CHP Konya Milletvekili Atilla Kart, "çipli pasaport ihalelerine fesat karıştırdıkları" iddiasıyla bazı bakanların da arasında yer aldığı 9 kişi ile 2 firmanın yetkilileri hakkında suç duyurusunda bulundu.

Suç duyurusu dilekçesinde, "Hazine Müsteşarlığı Darphane ve Damga Matbaası Genel Müdürlüğü sorumluluğunda sürdürüldüğü anlaşılan 27 Eylül 2005 tarihli çipli pasaport kapağı ihalesinin" bedelinin 15 milyon 475 bin euro, yani yaklaşık 30 milyon TL olduğu belirtildi.

"Bu işin, ihale konusu sürecin tüm aşamalarını ve unsurlarını kapsadığı" ifade edilen dilekçede, "Tarafımıza cevaben bildirilen 7 Temmuz 2010 tarihli yazı içeriğine göre, ihaleyi kazanan Iris Technology firması, taahhütlerini zamanında yerine getirmiş ve konuyla ilgili herhangi bir aksaklığa sebebiyet vermemiştir.
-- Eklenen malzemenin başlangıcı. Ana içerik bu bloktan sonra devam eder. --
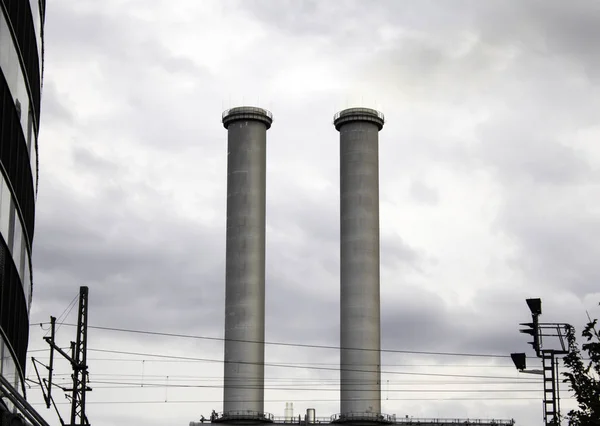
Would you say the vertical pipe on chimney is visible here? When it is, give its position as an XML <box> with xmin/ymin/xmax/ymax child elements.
<box><xmin>222</xmin><ymin>107</ymin><xmax>273</xmax><ymax>419</ymax></box>
<box><xmin>334</xmin><ymin>108</ymin><xmax>384</xmax><ymax>420</ymax></box>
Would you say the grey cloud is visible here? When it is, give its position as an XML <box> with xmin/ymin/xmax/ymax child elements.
<box><xmin>409</xmin><ymin>180</ymin><xmax>439</xmax><ymax>206</ymax></box>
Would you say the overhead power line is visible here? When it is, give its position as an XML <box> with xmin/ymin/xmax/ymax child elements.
<box><xmin>88</xmin><ymin>348</ymin><xmax>527</xmax><ymax>380</ymax></box>
<box><xmin>31</xmin><ymin>397</ymin><xmax>539</xmax><ymax>405</ymax></box>
<box><xmin>45</xmin><ymin>323</ymin><xmax>510</xmax><ymax>358</ymax></box>
<box><xmin>74</xmin><ymin>380</ymin><xmax>540</xmax><ymax>393</ymax></box>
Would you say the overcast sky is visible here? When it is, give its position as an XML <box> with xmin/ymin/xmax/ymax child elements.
<box><xmin>28</xmin><ymin>0</ymin><xmax>600</xmax><ymax>426</ymax></box>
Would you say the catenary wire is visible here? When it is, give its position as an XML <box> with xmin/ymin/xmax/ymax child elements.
<box><xmin>50</xmin><ymin>323</ymin><xmax>510</xmax><ymax>358</ymax></box>
<box><xmin>31</xmin><ymin>397</ymin><xmax>539</xmax><ymax>405</ymax></box>
<box><xmin>83</xmin><ymin>348</ymin><xmax>528</xmax><ymax>379</ymax></box>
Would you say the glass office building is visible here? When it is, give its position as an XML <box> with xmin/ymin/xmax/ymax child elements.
<box><xmin>0</xmin><ymin>0</ymin><xmax>45</xmax><ymax>412</ymax></box>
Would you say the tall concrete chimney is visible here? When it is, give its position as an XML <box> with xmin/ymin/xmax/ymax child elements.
<box><xmin>222</xmin><ymin>107</ymin><xmax>273</xmax><ymax>419</ymax></box>
<box><xmin>333</xmin><ymin>108</ymin><xmax>384</xmax><ymax>420</ymax></box>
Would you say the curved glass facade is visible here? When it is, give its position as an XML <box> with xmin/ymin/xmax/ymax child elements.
<box><xmin>0</xmin><ymin>0</ymin><xmax>45</xmax><ymax>411</ymax></box>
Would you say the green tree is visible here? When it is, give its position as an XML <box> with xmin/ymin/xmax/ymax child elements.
<box><xmin>563</xmin><ymin>319</ymin><xmax>600</xmax><ymax>426</ymax></box>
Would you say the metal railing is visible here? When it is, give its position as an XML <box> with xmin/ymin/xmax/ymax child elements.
<box><xmin>210</xmin><ymin>410</ymin><xmax>275</xmax><ymax>423</ymax></box>
<box><xmin>221</xmin><ymin>106</ymin><xmax>273</xmax><ymax>120</ymax></box>
<box><xmin>331</xmin><ymin>413</ymin><xmax>394</xmax><ymax>423</ymax></box>
<box><xmin>393</xmin><ymin>417</ymin><xmax>515</xmax><ymax>426</ymax></box>
<box><xmin>333</xmin><ymin>108</ymin><xmax>385</xmax><ymax>122</ymax></box>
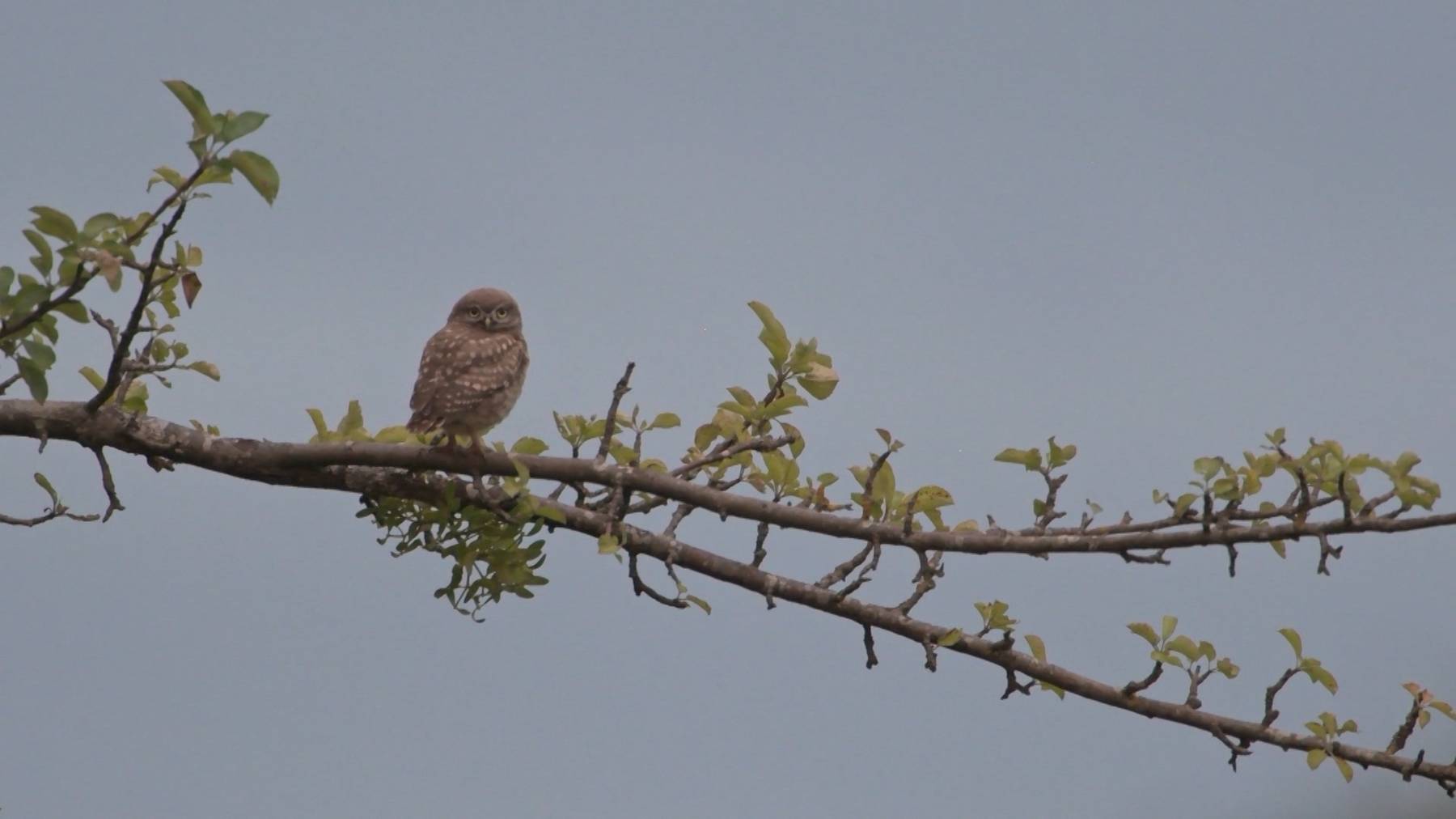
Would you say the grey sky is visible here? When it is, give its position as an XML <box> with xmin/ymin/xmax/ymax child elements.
<box><xmin>0</xmin><ymin>3</ymin><xmax>1456</xmax><ymax>817</ymax></box>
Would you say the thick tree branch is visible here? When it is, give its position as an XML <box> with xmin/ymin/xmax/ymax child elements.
<box><xmin>0</xmin><ymin>401</ymin><xmax>1456</xmax><ymax>787</ymax></box>
<box><xmin>0</xmin><ymin>399</ymin><xmax>1456</xmax><ymax>555</ymax></box>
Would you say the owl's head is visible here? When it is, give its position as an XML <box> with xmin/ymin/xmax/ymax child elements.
<box><xmin>450</xmin><ymin>287</ymin><xmax>521</xmax><ymax>333</ymax></box>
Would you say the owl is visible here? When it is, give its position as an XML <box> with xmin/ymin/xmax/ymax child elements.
<box><xmin>408</xmin><ymin>287</ymin><xmax>530</xmax><ymax>453</ymax></box>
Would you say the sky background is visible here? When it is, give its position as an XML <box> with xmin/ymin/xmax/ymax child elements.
<box><xmin>0</xmin><ymin>2</ymin><xmax>1456</xmax><ymax>819</ymax></box>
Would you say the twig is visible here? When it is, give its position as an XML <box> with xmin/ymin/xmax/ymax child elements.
<box><xmin>86</xmin><ymin>197</ymin><xmax>189</xmax><ymax>413</ymax></box>
<box><xmin>895</xmin><ymin>551</ymin><xmax>945</xmax><ymax>612</ymax></box>
<box><xmin>594</xmin><ymin>362</ymin><xmax>637</xmax><ymax>464</ymax></box>
<box><xmin>1385</xmin><ymin>697</ymin><xmax>1421</xmax><ymax>753</ymax></box>
<box><xmin>91</xmin><ymin>446</ymin><xmax>127</xmax><ymax>523</ymax></box>
<box><xmin>1259</xmin><ymin>669</ymin><xmax>1299</xmax><ymax>728</ymax></box>
<box><xmin>1123</xmin><ymin>660</ymin><xmax>1163</xmax><ymax>697</ymax></box>
<box><xmin>1314</xmin><ymin>532</ymin><xmax>1345</xmax><ymax>577</ymax></box>
<box><xmin>628</xmin><ymin>550</ymin><xmax>688</xmax><ymax>609</ymax></box>
<box><xmin>748</xmin><ymin>520</ymin><xmax>768</xmax><ymax>568</ymax></box>
<box><xmin>1208</xmin><ymin>726</ymin><xmax>1254</xmax><ymax>772</ymax></box>
<box><xmin>865</xmin><ymin>622</ymin><xmax>879</xmax><ymax>669</ymax></box>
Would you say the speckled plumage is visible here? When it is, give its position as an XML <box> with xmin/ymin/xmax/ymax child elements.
<box><xmin>408</xmin><ymin>287</ymin><xmax>530</xmax><ymax>440</ymax></box>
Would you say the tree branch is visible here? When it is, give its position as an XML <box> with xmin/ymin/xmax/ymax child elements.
<box><xmin>0</xmin><ymin>401</ymin><xmax>1456</xmax><ymax>787</ymax></box>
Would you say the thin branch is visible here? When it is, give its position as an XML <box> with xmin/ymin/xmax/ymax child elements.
<box><xmin>865</xmin><ymin>622</ymin><xmax>879</xmax><ymax>669</ymax></box>
<box><xmin>91</xmin><ymin>446</ymin><xmax>127</xmax><ymax>522</ymax></box>
<box><xmin>1121</xmin><ymin>660</ymin><xmax>1163</xmax><ymax>697</ymax></box>
<box><xmin>628</xmin><ymin>550</ymin><xmax>688</xmax><ymax>609</ymax></box>
<box><xmin>86</xmin><ymin>197</ymin><xmax>189</xmax><ymax>413</ymax></box>
<box><xmin>594</xmin><ymin>362</ymin><xmax>637</xmax><ymax>464</ymax></box>
<box><xmin>1259</xmin><ymin>669</ymin><xmax>1299</xmax><ymax>728</ymax></box>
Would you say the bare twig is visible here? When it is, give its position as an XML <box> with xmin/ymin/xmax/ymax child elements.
<box><xmin>1123</xmin><ymin>662</ymin><xmax>1163</xmax><ymax>697</ymax></box>
<box><xmin>750</xmin><ymin>520</ymin><xmax>768</xmax><ymax>568</ymax></box>
<box><xmin>91</xmin><ymin>446</ymin><xmax>127</xmax><ymax>522</ymax></box>
<box><xmin>628</xmin><ymin>550</ymin><xmax>688</xmax><ymax>609</ymax></box>
<box><xmin>865</xmin><ymin>622</ymin><xmax>879</xmax><ymax>669</ymax></box>
<box><xmin>595</xmin><ymin>362</ymin><xmax>637</xmax><ymax>464</ymax></box>
<box><xmin>1385</xmin><ymin>697</ymin><xmax>1421</xmax><ymax>753</ymax></box>
<box><xmin>1259</xmin><ymin>669</ymin><xmax>1299</xmax><ymax>728</ymax></box>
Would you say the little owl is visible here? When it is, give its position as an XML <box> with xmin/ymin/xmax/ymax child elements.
<box><xmin>408</xmin><ymin>287</ymin><xmax>530</xmax><ymax>455</ymax></box>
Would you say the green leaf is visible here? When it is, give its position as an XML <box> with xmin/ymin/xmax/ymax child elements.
<box><xmin>511</xmin><ymin>435</ymin><xmax>550</xmax><ymax>455</ymax></box>
<box><xmin>80</xmin><ymin>367</ymin><xmax>106</xmax><ymax>391</ymax></box>
<box><xmin>53</xmin><ymin>302</ymin><xmax>91</xmax><ymax>324</ymax></box>
<box><xmin>779</xmin><ymin>421</ymin><xmax>804</xmax><ymax>457</ymax></box>
<box><xmin>35</xmin><ymin>472</ymin><xmax>61</xmax><ymax>508</ymax></box>
<box><xmin>121</xmin><ymin>380</ymin><xmax>150</xmax><ymax>413</ymax></box>
<box><xmin>1127</xmin><ymin>622</ymin><xmax>1158</xmax><ymax>648</ymax></box>
<box><xmin>31</xmin><ymin>206</ymin><xmax>76</xmax><ymax>242</ymax></box>
<box><xmin>82</xmin><ymin>213</ymin><xmax>121</xmax><ymax>238</ymax></box>
<box><xmin>375</xmin><ymin>424</ymin><xmax>415</xmax><ymax>443</ymax></box>
<box><xmin>799</xmin><ymin>362</ymin><xmax>839</xmax><ymax>401</ymax></box>
<box><xmin>307</xmin><ymin>405</ymin><xmax>329</xmax><ymax>435</ymax></box>
<box><xmin>1023</xmin><ymin>634</ymin><xmax>1047</xmax><ymax>663</ymax></box>
<box><xmin>227</xmin><ymin>150</ymin><xmax>278</xmax><ymax>204</ymax></box>
<box><xmin>1047</xmin><ymin>435</ymin><xmax>1077</xmax><ymax>469</ymax></box>
<box><xmin>1299</xmin><ymin>659</ymin><xmax>1340</xmax><ymax>694</ymax></box>
<box><xmin>218</xmin><ymin>111</ymin><xmax>268</xmax><ymax>142</ymax></box>
<box><xmin>994</xmin><ymin>448</ymin><xmax>1041</xmax><ymax>472</ymax></box>
<box><xmin>1168</xmin><ymin>634</ymin><xmax>1203</xmax><ymax>663</ymax></box>
<box><xmin>1278</xmin><ymin>628</ymin><xmax>1305</xmax><ymax>660</ymax></box>
<box><xmin>748</xmin><ymin>302</ymin><xmax>792</xmax><ymax>363</ymax></box>
<box><xmin>336</xmin><ymin>399</ymin><xmax>364</xmax><ymax>435</ymax></box>
<box><xmin>20</xmin><ymin>227</ymin><xmax>54</xmax><ymax>275</ymax></box>
<box><xmin>1174</xmin><ymin>493</ymin><xmax>1198</xmax><ymax>517</ymax></box>
<box><xmin>651</xmin><ymin>413</ymin><xmax>683</xmax><ymax>430</ymax></box>
<box><xmin>1162</xmin><ymin>615</ymin><xmax>1178</xmax><ymax>640</ymax></box>
<box><xmin>162</xmin><ymin>80</ymin><xmax>217</xmax><ymax>135</ymax></box>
Bir başka ifadeyle firma işi eksiksiz olarak tamamlamış ve teslim etmiştir" denildi.

Kart'ın suç duyurusunda bulunduğu kişiler Devlet Bakanı ve Başbakan Yardımcısı Ali Babacan, Dışişleri Bakanı Ahmet Davutoğlu, eski İçişleri Bakanları Abdulkadir Aksu ve Osman Güneş, İçişleri Bakanı Beşir Atalay, Hazine Müsteşarı İbrahim Halil Çanakcı, Hazine Müsteşarlığı Darphane ve Damga Matbaası Genel Müdürü Ahmet Büyükkaymaz ve Genel Müdürlüğün 2 bürokratı ile Iris Technology ve Kunt Elektronik Sanayi Ticaret Limited Şirketi yetkilileri.

Dilekçede, bu kişilerin, "organize çıkar ilişkileri içinde ihalelere fesat karıştırdıkları, görev ve yetkilerini kötüye kullandıkları, kamuyu zarara uğrattıkları ve kurumsal olarak yalan beyanda bulundukları" öne sürülüyor.